How to omit [key:string]: any from a type in typescript? [duplicate]

Question

Say I have

interface A {
  apple?: number;
  [key: string]: any;
}

interface B extends A {
  banana?: number;
}

I want a type C to extend all from A and all from B except [key: string]: any;. I want a type D to inherit all from B except all from A.

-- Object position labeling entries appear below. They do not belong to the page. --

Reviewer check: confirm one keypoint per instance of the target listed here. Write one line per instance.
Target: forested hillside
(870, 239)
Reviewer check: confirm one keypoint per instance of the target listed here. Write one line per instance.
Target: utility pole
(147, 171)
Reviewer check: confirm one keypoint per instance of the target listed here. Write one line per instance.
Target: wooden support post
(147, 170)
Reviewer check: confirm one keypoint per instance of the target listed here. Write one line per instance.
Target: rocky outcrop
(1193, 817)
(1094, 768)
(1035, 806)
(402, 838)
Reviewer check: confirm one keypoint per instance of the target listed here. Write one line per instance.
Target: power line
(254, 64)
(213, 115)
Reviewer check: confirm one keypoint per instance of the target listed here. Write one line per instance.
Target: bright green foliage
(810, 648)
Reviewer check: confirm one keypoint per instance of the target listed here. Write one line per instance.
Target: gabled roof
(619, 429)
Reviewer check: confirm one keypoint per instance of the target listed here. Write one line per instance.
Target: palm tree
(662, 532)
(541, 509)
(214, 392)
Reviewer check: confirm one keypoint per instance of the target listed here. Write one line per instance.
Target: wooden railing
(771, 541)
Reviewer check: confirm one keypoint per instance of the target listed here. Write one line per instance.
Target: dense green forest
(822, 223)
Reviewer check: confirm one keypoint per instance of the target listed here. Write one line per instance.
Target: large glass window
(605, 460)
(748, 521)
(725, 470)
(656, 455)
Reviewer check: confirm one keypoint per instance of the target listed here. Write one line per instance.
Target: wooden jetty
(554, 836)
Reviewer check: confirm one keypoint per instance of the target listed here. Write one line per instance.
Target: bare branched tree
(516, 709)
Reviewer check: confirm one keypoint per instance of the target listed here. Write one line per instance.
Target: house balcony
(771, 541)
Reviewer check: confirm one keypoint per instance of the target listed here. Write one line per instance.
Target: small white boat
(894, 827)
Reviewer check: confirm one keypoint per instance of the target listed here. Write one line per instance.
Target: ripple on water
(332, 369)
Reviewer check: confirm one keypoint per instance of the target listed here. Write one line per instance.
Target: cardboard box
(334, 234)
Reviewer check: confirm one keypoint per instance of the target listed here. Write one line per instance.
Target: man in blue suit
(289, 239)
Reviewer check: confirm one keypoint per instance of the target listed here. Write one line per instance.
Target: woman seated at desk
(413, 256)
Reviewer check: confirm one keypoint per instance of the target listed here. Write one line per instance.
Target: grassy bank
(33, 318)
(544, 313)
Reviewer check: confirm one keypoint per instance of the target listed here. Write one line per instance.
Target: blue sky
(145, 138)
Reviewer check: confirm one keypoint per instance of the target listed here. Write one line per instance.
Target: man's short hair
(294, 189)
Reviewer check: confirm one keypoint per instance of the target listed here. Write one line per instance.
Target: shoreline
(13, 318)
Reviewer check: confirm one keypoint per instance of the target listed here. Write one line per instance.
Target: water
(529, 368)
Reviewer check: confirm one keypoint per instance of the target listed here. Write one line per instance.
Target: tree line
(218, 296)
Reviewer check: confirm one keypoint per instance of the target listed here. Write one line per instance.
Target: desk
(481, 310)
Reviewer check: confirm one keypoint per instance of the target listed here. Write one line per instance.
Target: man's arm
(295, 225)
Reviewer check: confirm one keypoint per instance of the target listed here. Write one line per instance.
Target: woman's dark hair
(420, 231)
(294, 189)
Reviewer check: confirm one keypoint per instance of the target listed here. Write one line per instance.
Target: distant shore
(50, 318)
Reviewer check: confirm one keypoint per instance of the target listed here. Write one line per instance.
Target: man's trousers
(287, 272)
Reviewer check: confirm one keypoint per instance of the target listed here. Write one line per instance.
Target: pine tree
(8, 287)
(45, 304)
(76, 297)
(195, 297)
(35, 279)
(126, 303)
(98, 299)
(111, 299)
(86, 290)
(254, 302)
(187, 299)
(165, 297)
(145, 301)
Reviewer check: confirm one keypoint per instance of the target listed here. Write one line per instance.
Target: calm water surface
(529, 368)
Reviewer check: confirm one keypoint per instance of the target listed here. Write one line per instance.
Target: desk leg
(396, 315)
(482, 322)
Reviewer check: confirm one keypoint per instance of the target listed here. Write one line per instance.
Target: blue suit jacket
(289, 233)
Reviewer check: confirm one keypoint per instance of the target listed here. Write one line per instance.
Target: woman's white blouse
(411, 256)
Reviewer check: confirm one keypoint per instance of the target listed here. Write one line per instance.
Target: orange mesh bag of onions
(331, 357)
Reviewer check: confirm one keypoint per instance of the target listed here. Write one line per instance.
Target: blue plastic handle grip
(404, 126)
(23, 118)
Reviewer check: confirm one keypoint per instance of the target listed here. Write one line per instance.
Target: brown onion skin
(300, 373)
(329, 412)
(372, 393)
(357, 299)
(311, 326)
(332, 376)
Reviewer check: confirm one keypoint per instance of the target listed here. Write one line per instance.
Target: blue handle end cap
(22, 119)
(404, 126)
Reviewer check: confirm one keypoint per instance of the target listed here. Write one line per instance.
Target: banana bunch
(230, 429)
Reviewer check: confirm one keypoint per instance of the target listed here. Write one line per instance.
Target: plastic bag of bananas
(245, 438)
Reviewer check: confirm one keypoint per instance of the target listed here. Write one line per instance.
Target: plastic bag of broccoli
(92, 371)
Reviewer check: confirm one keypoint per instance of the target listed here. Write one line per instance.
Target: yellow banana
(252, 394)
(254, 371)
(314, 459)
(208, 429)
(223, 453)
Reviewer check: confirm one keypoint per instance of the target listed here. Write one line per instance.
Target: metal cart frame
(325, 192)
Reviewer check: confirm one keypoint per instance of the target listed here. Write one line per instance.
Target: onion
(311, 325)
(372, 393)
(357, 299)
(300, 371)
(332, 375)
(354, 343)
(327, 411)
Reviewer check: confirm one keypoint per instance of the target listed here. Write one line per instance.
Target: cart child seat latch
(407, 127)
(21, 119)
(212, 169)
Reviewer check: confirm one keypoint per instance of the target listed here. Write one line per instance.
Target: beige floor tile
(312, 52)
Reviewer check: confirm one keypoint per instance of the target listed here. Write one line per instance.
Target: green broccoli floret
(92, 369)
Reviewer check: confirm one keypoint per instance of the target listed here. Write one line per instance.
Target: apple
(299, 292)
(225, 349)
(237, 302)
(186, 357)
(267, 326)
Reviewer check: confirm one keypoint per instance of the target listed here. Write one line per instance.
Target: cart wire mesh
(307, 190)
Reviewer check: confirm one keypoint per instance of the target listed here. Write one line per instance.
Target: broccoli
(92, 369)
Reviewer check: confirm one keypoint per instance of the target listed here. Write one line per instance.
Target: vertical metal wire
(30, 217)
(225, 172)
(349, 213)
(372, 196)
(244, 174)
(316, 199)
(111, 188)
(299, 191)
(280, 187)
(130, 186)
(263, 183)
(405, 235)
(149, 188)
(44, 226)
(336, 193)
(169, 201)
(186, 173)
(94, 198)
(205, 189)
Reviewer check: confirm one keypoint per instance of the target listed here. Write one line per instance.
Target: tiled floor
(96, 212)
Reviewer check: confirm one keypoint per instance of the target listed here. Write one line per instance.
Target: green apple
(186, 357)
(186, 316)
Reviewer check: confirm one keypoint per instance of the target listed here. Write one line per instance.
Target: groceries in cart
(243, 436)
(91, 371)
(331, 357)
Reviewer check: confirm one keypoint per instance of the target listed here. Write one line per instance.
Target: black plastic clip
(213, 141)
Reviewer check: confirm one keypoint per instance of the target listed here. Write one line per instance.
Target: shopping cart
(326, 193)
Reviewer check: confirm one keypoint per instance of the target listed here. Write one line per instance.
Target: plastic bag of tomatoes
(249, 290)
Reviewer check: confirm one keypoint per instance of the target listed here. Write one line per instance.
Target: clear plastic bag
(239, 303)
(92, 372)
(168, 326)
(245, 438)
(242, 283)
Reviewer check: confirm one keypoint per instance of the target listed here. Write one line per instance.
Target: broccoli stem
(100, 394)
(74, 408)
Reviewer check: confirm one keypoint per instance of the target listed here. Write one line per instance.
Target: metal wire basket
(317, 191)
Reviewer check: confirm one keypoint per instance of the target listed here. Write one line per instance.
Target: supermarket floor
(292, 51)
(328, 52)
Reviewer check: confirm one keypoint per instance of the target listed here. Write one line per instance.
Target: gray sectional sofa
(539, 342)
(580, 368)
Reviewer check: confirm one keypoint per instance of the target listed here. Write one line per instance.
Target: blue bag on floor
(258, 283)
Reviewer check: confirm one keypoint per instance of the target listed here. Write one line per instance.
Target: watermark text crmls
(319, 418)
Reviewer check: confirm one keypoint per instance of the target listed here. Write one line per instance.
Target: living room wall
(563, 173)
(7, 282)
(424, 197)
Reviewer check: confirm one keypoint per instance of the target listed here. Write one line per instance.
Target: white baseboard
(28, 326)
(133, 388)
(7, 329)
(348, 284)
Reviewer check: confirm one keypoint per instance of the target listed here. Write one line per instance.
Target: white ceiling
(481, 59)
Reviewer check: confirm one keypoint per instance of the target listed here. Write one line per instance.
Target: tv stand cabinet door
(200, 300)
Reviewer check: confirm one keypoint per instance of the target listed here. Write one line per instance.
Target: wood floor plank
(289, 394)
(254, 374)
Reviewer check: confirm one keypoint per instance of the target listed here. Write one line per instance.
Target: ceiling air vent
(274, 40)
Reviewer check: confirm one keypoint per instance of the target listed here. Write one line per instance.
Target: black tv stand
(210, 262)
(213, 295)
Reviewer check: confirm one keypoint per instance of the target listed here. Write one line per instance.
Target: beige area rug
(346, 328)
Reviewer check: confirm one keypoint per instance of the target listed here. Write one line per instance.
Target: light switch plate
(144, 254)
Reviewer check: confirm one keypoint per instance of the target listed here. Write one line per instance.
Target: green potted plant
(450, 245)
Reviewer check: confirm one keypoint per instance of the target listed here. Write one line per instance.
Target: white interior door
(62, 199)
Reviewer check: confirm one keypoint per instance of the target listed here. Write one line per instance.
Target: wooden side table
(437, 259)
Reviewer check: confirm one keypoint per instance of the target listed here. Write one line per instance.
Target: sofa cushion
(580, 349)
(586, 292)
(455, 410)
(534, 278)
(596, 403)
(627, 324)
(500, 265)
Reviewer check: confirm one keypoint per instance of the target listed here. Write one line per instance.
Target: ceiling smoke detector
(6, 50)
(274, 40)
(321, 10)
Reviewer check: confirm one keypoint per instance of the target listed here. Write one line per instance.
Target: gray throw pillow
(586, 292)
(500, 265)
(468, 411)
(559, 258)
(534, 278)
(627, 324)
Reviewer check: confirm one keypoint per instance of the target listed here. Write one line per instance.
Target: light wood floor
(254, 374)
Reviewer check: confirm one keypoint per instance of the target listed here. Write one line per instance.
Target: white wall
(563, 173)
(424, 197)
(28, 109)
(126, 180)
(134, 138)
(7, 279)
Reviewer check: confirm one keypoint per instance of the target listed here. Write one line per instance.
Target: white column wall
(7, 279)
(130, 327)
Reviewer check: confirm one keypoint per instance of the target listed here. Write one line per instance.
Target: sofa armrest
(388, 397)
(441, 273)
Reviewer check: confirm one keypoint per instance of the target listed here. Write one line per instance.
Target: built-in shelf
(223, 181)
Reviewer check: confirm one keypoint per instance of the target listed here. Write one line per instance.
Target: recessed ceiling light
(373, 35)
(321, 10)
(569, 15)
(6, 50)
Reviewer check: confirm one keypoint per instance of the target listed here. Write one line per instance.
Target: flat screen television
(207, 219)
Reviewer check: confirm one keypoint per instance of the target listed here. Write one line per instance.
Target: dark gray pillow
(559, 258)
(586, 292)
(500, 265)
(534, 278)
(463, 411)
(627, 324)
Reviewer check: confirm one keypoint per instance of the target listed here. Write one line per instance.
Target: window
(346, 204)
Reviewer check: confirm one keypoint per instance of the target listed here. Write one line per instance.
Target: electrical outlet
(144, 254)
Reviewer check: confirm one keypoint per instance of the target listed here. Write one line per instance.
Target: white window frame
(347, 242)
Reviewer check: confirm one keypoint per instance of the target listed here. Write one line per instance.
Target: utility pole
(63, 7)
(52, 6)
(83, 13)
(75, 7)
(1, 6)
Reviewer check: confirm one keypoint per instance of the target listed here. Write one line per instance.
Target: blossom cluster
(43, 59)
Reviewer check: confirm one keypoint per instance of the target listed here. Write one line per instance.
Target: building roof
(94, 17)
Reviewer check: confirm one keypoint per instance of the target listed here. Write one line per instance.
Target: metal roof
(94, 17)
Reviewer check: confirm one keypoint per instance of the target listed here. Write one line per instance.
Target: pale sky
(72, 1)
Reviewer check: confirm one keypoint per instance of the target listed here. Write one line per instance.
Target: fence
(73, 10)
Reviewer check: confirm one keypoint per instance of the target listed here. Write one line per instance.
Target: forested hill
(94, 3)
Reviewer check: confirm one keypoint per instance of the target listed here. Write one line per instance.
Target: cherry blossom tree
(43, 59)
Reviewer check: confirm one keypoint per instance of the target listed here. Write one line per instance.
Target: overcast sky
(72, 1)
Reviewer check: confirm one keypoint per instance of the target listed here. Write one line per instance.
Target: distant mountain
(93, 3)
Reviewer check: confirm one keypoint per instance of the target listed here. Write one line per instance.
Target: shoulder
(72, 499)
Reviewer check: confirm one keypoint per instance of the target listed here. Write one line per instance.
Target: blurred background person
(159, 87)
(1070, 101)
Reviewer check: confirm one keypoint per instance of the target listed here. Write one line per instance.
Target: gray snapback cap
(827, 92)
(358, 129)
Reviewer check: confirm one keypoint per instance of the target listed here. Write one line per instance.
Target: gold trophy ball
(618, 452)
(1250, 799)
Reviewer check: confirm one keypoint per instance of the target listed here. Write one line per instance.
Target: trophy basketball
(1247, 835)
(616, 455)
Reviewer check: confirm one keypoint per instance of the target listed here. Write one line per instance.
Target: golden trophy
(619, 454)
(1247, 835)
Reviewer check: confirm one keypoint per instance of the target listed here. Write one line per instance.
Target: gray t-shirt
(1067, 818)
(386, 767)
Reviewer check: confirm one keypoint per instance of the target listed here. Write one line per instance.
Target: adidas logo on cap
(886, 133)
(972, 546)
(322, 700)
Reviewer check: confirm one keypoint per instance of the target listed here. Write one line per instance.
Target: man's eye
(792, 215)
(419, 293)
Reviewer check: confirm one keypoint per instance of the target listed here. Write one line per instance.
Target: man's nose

How do I make C and D in typescript?

Answer 1

Pick all from B, remove A index signature:

type C = Pick<B, KnownKeys<B>>;

Pick all from B, exclude all from A, remove A index signature:

type D = Omit<C, KnownKeys<A>>

Type KnownKeys<T> removes the index signature of T, using only the known property keys (credit goes to Mihail Malostanidis and his answers here and here):

type KnownKeys<T> = {
    [K in keyof T]: string extends K ? never : number extends K ? never : K
} extends { [_ in keyof T]: infer U } ? U : never;

How do types C and D look like?

type C = {
    banana?: number | undefined;
    apple?: number | undefined;
}

type D = {
    banana?: number | undefined;
}

const c: C = {
    apple: 1,
    banana: 2,
}

const d: D = {
    banana: 2
}

Playground

Answer 2

This should work:

type NoStringIndex<T> = { [K in keyof T as string extends K ? never : K]: T[K] };

interface A {
  apple?: number;
  [key: string]: any;
}

type A2 = NoStringIndex<A>